I'm trying to get familiar to 1-class SVM using libsvm implementation. As I've read, there is no class labels in libsvm's 1-class task. But when reading the data file without the label column, there is always a read error. I tried labeling my toy data and then testing the result model with svm-train but accuracy was always terrible, around 50%.

My question is, if I have a labeled dataset (say, a few hundreds of gaussian distributed 2d-points and several outliers among them), how do I train libsvm with this data, and how do I estimate accuracy of the result model?

1

1 Answers

1
votes

1) One line of training set for LIBSVM (C/C++) looks as follows (called sparse data format):

label 1:value1 2:value2 .....

(end each line by a '\n' character)

You have to provide label column even for one-class case; just that it can be any number. LIBSVM ignores it during the training process. This should remove your read error.
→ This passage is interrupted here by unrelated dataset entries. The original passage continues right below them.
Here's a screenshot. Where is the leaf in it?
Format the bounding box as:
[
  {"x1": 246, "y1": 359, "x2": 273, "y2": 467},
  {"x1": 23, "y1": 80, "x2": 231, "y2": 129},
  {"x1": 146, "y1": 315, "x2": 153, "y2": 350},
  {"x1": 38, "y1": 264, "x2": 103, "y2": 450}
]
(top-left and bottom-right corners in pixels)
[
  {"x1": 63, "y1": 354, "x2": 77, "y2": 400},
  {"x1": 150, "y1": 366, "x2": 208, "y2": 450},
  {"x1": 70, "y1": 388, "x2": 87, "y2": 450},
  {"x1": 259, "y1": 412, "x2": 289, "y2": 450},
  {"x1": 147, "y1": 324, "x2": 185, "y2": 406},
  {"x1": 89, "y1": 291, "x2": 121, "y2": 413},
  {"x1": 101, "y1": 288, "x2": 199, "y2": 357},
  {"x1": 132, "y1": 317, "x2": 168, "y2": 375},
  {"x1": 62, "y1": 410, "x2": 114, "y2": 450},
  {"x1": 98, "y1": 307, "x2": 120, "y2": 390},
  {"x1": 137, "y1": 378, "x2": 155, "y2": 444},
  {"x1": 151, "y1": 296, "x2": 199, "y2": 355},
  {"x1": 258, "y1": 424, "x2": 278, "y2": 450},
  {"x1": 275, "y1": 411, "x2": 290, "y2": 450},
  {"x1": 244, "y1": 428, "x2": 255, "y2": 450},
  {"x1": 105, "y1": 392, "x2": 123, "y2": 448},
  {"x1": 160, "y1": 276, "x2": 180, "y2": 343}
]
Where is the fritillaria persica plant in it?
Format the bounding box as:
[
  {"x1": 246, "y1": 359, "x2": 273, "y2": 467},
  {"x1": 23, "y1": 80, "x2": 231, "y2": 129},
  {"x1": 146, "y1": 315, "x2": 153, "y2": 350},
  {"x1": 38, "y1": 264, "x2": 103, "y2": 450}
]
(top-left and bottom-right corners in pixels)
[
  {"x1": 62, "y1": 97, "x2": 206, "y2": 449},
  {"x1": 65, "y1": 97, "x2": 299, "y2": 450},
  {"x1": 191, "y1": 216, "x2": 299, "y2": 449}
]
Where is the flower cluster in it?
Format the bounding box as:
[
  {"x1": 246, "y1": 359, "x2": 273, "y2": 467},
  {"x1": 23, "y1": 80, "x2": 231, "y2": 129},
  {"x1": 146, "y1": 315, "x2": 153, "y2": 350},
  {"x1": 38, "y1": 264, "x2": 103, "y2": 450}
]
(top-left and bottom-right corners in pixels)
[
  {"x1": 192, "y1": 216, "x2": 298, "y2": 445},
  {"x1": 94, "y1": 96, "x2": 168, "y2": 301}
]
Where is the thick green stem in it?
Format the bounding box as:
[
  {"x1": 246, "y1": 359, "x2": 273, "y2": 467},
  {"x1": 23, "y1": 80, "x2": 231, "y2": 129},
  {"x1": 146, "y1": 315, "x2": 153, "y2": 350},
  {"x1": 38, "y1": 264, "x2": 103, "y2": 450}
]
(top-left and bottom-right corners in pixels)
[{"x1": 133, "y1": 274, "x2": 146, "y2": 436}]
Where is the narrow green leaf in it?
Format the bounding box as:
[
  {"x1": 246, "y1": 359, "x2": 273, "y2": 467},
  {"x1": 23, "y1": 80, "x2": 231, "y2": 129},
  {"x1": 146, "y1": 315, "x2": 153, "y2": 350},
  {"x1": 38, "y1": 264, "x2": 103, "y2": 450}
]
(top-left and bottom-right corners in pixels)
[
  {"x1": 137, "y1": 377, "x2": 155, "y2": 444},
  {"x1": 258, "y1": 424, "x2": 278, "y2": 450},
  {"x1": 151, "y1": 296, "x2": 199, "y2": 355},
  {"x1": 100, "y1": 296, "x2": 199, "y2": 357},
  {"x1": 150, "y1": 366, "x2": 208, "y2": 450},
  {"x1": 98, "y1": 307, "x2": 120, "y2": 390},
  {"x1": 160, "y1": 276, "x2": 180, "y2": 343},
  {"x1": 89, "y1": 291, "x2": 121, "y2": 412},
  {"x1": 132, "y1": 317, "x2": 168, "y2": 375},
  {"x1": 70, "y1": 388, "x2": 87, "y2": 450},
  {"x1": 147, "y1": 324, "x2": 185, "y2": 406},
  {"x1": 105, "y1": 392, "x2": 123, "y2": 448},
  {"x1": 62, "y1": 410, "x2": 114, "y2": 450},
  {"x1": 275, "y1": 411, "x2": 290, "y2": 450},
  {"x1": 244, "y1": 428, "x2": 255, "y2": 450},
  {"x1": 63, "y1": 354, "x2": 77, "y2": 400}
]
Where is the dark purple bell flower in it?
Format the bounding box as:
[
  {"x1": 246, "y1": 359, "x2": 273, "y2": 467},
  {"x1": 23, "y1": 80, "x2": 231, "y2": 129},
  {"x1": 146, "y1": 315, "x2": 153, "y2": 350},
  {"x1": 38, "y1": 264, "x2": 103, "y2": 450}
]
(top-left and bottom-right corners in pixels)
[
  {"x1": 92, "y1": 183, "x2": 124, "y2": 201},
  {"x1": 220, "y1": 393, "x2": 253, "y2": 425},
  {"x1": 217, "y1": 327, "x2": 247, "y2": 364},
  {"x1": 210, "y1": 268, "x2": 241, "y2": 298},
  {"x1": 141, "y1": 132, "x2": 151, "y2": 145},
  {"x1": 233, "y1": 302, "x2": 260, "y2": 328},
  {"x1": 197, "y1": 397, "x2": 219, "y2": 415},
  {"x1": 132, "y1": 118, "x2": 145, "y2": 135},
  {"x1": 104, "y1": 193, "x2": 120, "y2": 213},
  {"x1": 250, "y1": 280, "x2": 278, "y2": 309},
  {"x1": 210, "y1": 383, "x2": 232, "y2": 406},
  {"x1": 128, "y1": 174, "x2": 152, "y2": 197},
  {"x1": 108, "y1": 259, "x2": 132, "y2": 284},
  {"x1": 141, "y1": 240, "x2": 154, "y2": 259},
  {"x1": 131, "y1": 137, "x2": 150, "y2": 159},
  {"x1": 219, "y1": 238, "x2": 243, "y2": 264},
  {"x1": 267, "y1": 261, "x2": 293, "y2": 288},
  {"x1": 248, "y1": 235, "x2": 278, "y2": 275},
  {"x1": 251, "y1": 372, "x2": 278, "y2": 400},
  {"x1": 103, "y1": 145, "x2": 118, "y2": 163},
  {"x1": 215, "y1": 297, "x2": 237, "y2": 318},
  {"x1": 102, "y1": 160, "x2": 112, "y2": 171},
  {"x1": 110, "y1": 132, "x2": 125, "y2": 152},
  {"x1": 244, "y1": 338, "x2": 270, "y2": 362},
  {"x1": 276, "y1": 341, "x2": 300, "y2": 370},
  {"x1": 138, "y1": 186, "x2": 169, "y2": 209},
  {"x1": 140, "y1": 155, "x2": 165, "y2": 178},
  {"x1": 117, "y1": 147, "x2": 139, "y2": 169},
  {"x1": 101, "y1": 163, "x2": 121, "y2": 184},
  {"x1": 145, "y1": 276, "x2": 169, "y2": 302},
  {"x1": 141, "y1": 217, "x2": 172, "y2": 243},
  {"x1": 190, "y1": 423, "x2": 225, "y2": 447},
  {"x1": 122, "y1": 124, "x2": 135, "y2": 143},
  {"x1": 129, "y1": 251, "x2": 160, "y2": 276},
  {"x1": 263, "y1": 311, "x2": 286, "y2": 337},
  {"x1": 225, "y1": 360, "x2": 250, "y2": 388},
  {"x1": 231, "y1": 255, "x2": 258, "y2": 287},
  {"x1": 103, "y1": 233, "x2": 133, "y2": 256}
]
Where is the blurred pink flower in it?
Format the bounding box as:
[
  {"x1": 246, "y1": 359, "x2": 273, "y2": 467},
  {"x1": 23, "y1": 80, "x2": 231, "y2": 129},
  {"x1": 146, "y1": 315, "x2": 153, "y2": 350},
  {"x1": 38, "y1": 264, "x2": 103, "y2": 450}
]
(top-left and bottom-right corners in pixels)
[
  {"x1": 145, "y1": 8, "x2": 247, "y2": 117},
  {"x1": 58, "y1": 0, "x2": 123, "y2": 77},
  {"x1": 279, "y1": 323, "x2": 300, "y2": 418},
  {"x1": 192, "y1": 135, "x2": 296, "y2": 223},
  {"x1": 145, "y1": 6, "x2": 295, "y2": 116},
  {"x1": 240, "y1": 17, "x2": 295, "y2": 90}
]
2) On your accuracy on toy data, did you do cross validation on "nu" and "g" parameters? These are the hyper-parameters for one-class SVM model. You may also want to fiddle with kernel type. Was that 50% on training set or test set or validation set?

3) Since one-class SVM essentially does density estimation in high dimensions, all the points of training set should fall on or inside the hypersphere and they all should belong to a single class.You may want to refer here. You have to find a way to construct a training set devoid of outliers and feed outliers as test points (that may as well contain some points belonging to inside of circle) to estimate the accuracy of the model. If this is not possible, you have to resort to other means of outlier detection like clustering. The good news is there are powerful clustering algorithms in literature.

4)Your dataset is 2-D, so it should not be hard to plot them in the first place and get an idea about the dataset and outliers.